As you know my chiquito (little boy in Dominican vocabulary) is now 20 months and he lost his appetite the moment he turned one. Since he started eating solid food, I have made all his food from scratch. I make lots of fresh food and use organic products as much I can to prepare his food, but most of the time the adult members of the family end up eating Christopher’s food, of course to their delight. With the intention to feed Christopher a healthy and nutritional soup I made this broccoli soup that came out pretty good, but unfortunately as always, he did not eat it and as a result that evening it ended up in our tummies.
I know broccoli is not a vegetable for everyone. Some people consider it to have strong flavor or aroma and to be very gassy. However, I am as well as many of you very lucky to have the palate to like this miracle food. And this is why.
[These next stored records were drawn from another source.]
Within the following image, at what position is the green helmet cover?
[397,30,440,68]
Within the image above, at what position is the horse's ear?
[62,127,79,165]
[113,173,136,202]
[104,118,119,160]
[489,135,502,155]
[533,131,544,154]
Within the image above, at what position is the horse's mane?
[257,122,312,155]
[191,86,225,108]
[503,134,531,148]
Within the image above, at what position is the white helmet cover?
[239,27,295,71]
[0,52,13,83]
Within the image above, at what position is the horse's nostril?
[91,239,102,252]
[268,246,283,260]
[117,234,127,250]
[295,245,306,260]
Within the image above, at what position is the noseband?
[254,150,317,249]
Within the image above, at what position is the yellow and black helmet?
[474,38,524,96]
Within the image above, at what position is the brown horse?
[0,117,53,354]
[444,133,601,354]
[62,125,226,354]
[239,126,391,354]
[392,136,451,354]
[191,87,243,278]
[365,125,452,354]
Broccoli is full of nutritional values and anti-oxidant. It is high in vitamin C, calcium, dietary fiber, selenium, B12 and contains many potent nutrients which are said to have anti-cancer properties, among this prostate cancer. Broccoli is a source of a chemical called indole 3 carbinol, which appear to boost and repair DNA cells as well as repair cancer cells. So enjoy this soup because it is good and very easy to make. If you are a vegetarian and if you enjoy a fresh taste on your dishes, you will most likely love this soup because although it does not have cream, chicken or vegetable stocks as it is normally the way is made, my soup, is very creamy and fresh tasting.
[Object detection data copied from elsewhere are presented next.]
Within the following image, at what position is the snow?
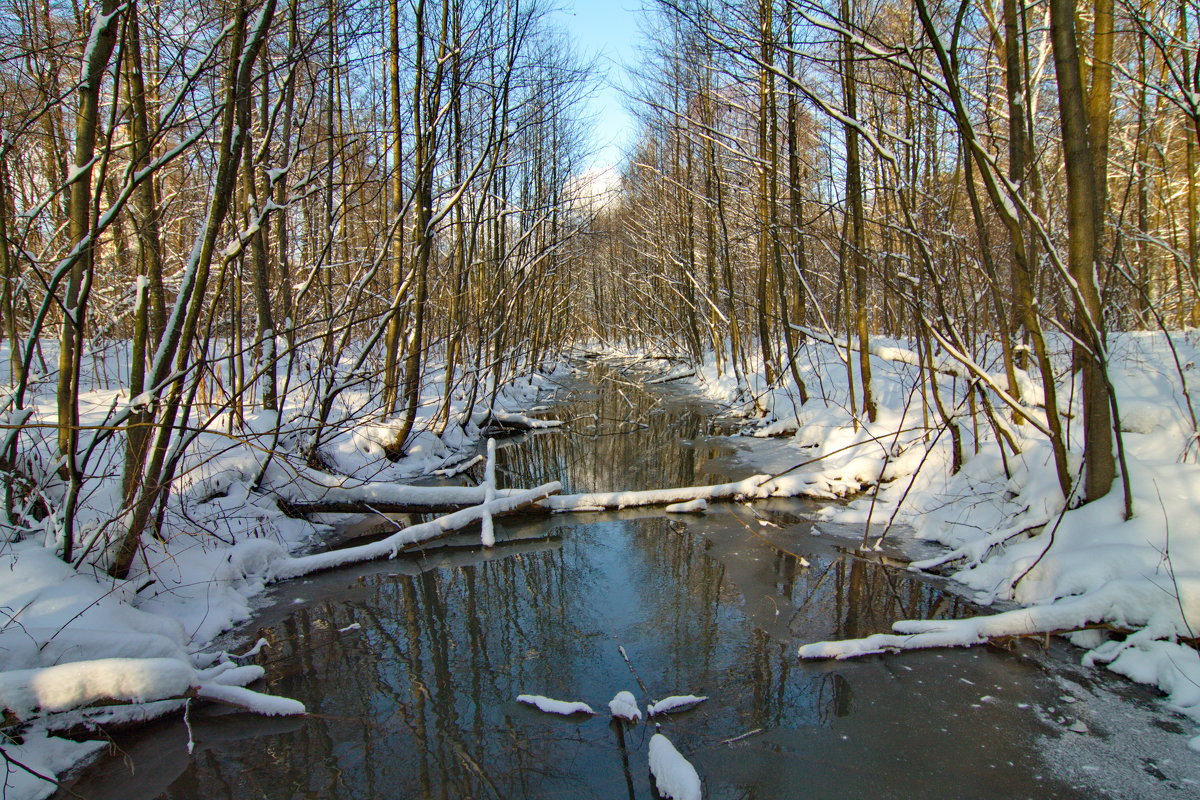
[540,475,770,511]
[517,694,595,716]
[0,340,568,800]
[649,733,701,800]
[197,684,305,716]
[0,658,197,718]
[608,691,642,722]
[667,331,1200,748]
[647,694,708,717]
[480,438,496,547]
Are you still curious about Broccoli? More to read below*
To poach the broccoli:
1 broccoli bunch (fresh & very green) ½ parsley bunch Salt
For the aromatics:
1 medium onion chopped 2 garlic cloves chopped 1 teaspoon of olive oil 2 teaspoons of butter Salt
The finish and Garnishing:
1 ½ to 2 cups of the boiling broccoli water 4 oz. cheddar cheese divided and cubed (substitute for cheese of preference) 2 teaspoons of lemon juice Cooked broccoli stem -cubed Avocado cubed 1 teaspoon of olive oil Black pepper to taste (optional) Parsley
In a pot add cold water, enough to cover the broccoli. Cut the broccoli florest from the stems and peel the skin off the stems. Place the pot in the fire and wait for the water to boil. Add the salt, broccoli florets, stems, and the leaves of the parsley to the boiling water. Cook for 4 to 5 minutes.
For the aromatics:
In a sautéed pan add the oil, the butter, the onions, and the garlic. Sweat the onions and garlic until tender.
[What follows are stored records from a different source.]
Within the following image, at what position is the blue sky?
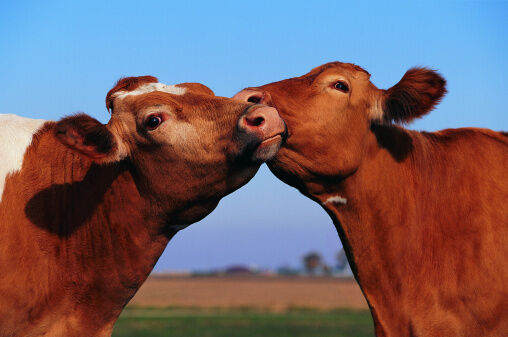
[0,1,508,270]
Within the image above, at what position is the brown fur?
[235,62,508,337]
[0,77,282,337]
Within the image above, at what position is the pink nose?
[238,105,285,140]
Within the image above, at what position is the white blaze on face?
[323,195,347,205]
[113,83,187,99]
[0,114,46,202]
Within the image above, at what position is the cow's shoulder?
[0,114,46,200]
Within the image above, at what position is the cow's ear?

Place the broccoli florets, two cups of the broccoli boiling water, the sweated onions/garlic, 3 ounces of the cheese in a blender. Process all the ingredients until puree. Add the lemon juice and adjust the salt if necessary.
The assembly and Presentation:
Pour the soup in a deep plate and decorate with the cubed avocado, broccoli stem, the remaining one ounce of cheese and the parsley leave.
Drizzle the soup with the teaspoon of oil and add the pepper if desired. Enjoy!
More on broccoli* Broccoli is a cool season plant normally harvested in the spring and the fall. It is a high- quality vegetable either fresh or frozen. Broccoli come from the Italian word “Broccolo”, and it is related to the cabbage family; also closely related to cauliflower, Brussels sprouts, kale, and mustard. It seems to be of Mediterranean origin and has been considered by the Italians a unique and valuable food since the Roman Empire. In fact in the 18th century when it was first introduced to England, the English called it “Italian asparagus.” It was also Italian immigrants who introduced this vegetable to the United States. But it was only until the 1920s that this vegetable became well known here in the USA. How is cooked? Broccoli is cook in many ways, but it is more commonly cooked boiled or steamed, raw, in casserole, saute stir fry, and in creamy soup. I personally use all parts of the broccoli, flowers and stems. Some people also use the leaves for example, broccoli rabe, is an extension of the leaves. They are a little bit bitter, but for some reason, you find it incrementally, pleasurable, and bitterly delicious. I have to mention that I like the bitterness and I am glad that my mother-in-law (of Italian heritage) introduced it to me.